Spot natural gas prices (CFDS ON NATURAL GAS) declined during the recent trading at the intraday levels, to record new daily losses until the moment of writing this report, by 2.27%. It settled at the price of $4.772 per million British thermal units, after declining during yesterday’s trading by – 2.48%.
Energy prices witnessed a partial recovery in early trading this week after US Secretary of State Anthony Blinken said on Sunday that the United States and its allies are considering a ban on Russian imports. US House Speaker Nancy Pelosi also said in a letter to her colleagues that Congress is considering legislation to ban imports of Russian oil, but those gains have been reduced and turned into losses in natural gas, especially after German Chancellor Olaf Schulz appeared to resist the most drastic options.

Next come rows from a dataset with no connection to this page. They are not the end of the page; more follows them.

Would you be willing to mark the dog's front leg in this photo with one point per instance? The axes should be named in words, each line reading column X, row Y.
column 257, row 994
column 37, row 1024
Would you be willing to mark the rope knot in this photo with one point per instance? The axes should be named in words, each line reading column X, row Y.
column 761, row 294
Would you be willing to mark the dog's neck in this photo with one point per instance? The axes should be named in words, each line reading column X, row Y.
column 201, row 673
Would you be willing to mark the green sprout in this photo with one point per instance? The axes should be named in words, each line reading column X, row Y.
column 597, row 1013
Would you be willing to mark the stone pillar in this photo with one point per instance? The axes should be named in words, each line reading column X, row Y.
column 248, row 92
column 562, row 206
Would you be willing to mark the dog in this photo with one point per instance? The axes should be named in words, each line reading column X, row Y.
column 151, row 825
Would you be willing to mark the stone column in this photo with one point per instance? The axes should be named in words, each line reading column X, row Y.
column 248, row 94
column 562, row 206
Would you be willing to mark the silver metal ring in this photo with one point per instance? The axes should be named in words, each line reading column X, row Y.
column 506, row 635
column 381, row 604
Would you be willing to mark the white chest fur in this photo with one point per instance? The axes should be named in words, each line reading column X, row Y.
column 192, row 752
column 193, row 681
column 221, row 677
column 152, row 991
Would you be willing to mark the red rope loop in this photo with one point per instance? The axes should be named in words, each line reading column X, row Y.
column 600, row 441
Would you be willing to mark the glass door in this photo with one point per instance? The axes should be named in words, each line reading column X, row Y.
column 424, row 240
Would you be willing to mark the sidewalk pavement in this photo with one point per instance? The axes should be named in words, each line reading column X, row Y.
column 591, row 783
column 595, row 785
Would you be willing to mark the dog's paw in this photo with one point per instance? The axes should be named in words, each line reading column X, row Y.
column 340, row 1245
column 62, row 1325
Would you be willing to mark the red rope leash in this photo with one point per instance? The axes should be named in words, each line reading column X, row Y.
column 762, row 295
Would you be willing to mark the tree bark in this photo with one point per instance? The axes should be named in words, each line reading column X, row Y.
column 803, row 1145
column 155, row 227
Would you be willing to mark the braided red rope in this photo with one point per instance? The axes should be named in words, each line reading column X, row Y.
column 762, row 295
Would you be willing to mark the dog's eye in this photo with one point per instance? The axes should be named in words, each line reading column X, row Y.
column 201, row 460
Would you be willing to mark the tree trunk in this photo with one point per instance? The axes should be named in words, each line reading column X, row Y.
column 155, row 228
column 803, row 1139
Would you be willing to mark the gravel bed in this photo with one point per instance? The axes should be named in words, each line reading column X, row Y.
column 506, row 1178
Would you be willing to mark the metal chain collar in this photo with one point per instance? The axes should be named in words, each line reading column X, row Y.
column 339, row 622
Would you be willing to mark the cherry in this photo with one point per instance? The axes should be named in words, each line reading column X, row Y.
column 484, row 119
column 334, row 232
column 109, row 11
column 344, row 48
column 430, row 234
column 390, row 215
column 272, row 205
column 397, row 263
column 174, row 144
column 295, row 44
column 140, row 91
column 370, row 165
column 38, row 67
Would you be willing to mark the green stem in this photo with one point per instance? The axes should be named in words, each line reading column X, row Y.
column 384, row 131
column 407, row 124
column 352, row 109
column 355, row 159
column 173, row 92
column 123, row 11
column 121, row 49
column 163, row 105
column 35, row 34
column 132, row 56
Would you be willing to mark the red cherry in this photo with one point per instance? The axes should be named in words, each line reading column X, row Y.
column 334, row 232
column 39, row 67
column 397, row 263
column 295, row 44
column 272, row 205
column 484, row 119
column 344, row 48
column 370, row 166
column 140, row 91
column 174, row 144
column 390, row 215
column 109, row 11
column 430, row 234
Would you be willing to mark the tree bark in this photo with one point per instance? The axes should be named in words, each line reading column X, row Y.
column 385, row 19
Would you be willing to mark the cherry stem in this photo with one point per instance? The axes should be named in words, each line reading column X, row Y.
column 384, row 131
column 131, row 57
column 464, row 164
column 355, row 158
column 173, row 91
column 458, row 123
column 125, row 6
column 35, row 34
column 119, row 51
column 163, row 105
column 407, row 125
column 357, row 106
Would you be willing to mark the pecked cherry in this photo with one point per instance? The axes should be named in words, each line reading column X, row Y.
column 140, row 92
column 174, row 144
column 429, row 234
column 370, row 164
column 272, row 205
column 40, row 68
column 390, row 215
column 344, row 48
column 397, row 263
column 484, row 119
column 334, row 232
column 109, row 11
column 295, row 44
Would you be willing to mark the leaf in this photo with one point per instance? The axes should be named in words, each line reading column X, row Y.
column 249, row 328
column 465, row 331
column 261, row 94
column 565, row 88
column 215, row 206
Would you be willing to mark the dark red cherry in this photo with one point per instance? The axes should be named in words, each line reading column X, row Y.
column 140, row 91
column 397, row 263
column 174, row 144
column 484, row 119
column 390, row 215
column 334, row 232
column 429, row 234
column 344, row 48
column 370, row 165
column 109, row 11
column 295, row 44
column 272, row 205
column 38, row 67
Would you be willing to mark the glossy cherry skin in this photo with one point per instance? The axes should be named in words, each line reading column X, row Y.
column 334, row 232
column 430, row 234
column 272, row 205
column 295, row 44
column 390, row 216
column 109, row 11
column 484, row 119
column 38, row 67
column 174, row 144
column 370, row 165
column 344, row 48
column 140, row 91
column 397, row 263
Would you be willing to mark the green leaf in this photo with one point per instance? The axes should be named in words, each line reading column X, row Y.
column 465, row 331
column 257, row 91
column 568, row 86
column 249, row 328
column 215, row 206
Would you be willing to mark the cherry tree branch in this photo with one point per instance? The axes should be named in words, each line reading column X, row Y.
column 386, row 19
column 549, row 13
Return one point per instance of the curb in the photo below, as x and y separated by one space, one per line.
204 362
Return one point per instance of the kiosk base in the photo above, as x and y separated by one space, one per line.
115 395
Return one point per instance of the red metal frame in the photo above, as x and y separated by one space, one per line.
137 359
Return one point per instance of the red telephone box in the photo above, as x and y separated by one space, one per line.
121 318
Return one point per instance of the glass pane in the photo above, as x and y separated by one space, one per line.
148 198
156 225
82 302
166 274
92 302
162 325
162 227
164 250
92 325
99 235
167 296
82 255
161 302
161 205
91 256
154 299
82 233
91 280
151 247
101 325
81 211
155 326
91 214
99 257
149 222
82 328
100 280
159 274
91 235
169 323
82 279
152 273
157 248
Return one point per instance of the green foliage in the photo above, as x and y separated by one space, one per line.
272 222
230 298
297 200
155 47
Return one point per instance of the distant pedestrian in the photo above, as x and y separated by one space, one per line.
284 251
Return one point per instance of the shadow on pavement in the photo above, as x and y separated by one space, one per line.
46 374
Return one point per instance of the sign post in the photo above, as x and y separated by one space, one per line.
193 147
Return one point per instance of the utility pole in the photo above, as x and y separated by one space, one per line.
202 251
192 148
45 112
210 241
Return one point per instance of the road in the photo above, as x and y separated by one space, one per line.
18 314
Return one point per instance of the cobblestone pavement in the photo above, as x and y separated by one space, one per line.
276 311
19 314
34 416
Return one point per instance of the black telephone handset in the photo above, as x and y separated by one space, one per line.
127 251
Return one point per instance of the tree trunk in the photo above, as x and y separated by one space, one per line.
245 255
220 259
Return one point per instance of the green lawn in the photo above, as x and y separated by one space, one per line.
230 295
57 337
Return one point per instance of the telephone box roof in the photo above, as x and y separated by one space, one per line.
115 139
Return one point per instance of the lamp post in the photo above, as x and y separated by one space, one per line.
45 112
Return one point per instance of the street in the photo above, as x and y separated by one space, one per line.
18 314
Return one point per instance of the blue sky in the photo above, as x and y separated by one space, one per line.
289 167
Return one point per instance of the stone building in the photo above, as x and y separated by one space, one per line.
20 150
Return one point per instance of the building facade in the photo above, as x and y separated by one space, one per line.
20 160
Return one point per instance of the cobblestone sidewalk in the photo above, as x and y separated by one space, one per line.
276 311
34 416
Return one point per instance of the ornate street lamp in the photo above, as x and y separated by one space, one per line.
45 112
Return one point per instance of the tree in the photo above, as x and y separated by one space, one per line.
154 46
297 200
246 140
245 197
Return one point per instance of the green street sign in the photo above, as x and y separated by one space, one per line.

Germany on Monday rejected a plan for a more coordinated embargo with Western allies, saying it would continue to buy natural gas, oil and coal from Russia, as it had become too dependent on energy imports.
European natural prices rose to record levels at the beginning of this week and international crude oil prices followed suit. Europe’s benchmark gas futures touched $115 in early trading – more than three times the pre-war level – while Brent crude prices have jumped past $120 a barrel, up more than 50% since the start of the year. Escalating sanctions against Russia – including a possible US embargo on Russian oil imports – have raised widespread supply concerns, and the specter of an energy crisis looms large in the markets.
On Monday, the Russian military launched missile and missile strikes on several Ukrainian cities, the Associated Press reports. The targets of the attacks included civilian neighbourhoods, hampering residents’ efforts to flee the war-torn country.
Detailed Weather Services said Monday that the forecast across the United States was warmer over the weekend, with milder adjustments for next week to offset cooler changes in forecasts for the current week.
Technically, the recent natural gas decline came as a result of the stability of the important resistance level 4.954, to reap the profits of its recent rises, and to try to gain positive momentum that might help it breach that resistance, and at the same time it is trying to drain some of its clear buying saturation with relative strength indicators, especially with the beginning of the crossover appearance negative out.
In light of the dominance of the main bullish trend over the medium term along a slope line, with the positive pressure continuing for its trading above its simple moving average for the previous 50 days.
Therefore, we expect natural gas to rise during its upcoming trading, but on condition that it first breach the resistance level 4.954, and then target the resistance level 5.710.